Running Reflections 4 (continued)

in #religion8 years ago (edited)

The temp with wind-chill was around 20 below zero, and my beard literally had icicles hanging from it from my exhale and my hands were freezing. I kept praying, asking the Lord to intervene and give me His strength to continue, if in fact He had called me to run this marathon - which, deep down, I knew He had.

This being the 3rd full day of my fast and around 1:30 am after having already run about 7 miles or so, I had reached a point of such a feeling of utter emptiness, fatigue, and weakness that I knew that if I answered my body's inclination, I would simply have to stop running and walk home if possible, or worse, just call my wife to come pick me up.

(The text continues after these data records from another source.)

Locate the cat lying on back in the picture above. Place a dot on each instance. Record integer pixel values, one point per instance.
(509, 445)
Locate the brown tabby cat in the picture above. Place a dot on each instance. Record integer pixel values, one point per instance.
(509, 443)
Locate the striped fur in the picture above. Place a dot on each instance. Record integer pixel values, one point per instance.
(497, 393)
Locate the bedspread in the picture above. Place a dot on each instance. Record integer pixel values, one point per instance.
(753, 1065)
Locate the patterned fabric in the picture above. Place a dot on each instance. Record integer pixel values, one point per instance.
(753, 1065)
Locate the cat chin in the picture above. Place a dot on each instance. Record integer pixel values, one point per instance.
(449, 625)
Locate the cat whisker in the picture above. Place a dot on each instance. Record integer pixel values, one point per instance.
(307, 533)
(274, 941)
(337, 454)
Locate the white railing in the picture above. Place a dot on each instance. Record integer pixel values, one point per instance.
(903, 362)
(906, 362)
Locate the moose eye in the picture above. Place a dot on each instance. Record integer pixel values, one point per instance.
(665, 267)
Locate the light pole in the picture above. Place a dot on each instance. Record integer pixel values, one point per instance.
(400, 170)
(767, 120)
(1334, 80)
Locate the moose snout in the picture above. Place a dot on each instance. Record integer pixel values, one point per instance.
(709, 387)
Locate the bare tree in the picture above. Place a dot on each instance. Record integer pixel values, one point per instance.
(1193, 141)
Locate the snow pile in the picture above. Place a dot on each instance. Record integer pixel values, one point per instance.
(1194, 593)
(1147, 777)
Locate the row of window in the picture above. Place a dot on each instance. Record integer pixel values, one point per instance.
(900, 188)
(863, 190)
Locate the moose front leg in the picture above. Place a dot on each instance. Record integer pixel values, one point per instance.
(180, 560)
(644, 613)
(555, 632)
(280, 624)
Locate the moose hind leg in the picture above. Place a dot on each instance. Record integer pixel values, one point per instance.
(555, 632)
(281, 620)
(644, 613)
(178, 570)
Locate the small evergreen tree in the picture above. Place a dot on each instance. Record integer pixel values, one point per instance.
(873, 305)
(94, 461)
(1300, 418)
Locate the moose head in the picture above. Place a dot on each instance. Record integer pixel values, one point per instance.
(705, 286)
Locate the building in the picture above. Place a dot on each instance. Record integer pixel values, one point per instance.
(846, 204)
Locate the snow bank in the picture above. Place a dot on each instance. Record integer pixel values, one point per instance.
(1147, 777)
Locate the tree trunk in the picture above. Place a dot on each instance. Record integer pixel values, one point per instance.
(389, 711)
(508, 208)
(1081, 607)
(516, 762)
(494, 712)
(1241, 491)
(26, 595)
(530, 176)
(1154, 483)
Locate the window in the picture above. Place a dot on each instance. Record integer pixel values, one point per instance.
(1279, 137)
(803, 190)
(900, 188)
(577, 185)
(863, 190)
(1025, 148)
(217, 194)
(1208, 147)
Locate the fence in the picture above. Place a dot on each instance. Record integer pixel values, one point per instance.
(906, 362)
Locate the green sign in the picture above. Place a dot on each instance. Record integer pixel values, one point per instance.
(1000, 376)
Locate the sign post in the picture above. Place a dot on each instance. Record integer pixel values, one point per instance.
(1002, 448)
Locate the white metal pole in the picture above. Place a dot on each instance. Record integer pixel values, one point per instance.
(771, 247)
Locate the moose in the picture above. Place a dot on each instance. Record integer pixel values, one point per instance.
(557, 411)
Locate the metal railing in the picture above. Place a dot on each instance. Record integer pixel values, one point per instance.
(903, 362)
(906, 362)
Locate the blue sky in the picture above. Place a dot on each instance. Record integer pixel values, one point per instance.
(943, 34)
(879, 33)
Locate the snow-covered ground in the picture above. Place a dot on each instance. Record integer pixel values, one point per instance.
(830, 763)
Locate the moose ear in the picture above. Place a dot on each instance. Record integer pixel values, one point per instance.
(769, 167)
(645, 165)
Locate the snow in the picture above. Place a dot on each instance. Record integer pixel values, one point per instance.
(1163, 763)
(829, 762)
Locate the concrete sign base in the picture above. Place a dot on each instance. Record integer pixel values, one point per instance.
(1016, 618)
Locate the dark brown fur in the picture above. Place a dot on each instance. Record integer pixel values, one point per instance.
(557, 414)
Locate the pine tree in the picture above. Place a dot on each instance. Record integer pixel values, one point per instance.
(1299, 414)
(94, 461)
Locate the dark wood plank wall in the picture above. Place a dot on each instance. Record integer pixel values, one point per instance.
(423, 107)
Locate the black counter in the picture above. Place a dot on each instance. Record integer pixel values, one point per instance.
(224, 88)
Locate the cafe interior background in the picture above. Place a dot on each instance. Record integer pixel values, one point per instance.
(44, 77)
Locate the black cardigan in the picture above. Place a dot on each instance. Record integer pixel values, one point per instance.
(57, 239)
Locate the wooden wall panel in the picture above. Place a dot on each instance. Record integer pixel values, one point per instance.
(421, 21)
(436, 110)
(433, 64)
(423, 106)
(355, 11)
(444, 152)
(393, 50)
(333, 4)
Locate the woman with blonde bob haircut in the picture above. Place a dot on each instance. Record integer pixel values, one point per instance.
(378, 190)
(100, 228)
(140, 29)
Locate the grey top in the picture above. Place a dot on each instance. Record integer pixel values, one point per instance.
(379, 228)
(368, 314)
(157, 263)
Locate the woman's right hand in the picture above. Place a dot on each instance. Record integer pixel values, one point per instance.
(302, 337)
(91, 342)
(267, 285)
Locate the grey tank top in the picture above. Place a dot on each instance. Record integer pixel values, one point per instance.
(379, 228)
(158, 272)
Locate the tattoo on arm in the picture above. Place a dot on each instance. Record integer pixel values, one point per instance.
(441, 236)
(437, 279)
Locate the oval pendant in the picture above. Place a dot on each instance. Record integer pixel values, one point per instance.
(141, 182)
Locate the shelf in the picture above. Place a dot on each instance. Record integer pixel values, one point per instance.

I had come to the end of my own natural strength and knew that I would have to rely entirely on the Lord's grace to empower me to finish. This "ending" of our own strength is of course partially figurative in the sense that I still ultimately had some strength left, but it is the reliance on the Lord for His sustinence that constiutes the actual exchange of strength that I'm referencing. It is in this blurring of the lines between our own strength and His that our trust and self-confidence is transferred from ourselves in our own natural abilities or talents or "strengths", to a total reliance on God's sustaining power.
That night, was the first night that I exceeded 13.1 miles. (I'll edit this post to include the actual mileage when I can locate my journal entry from that day.)
At some point ( I remember the section of road) I suddenly felt strenth returning to my legs and my breathing came easier. I transitioned from my "trudging", shuffeling type pace to an easy jog and within a short distance was able run at my normal pace...

From that night forward, I knew the Lord was with me in this and I was now confident that I'd be able to finish the marathon.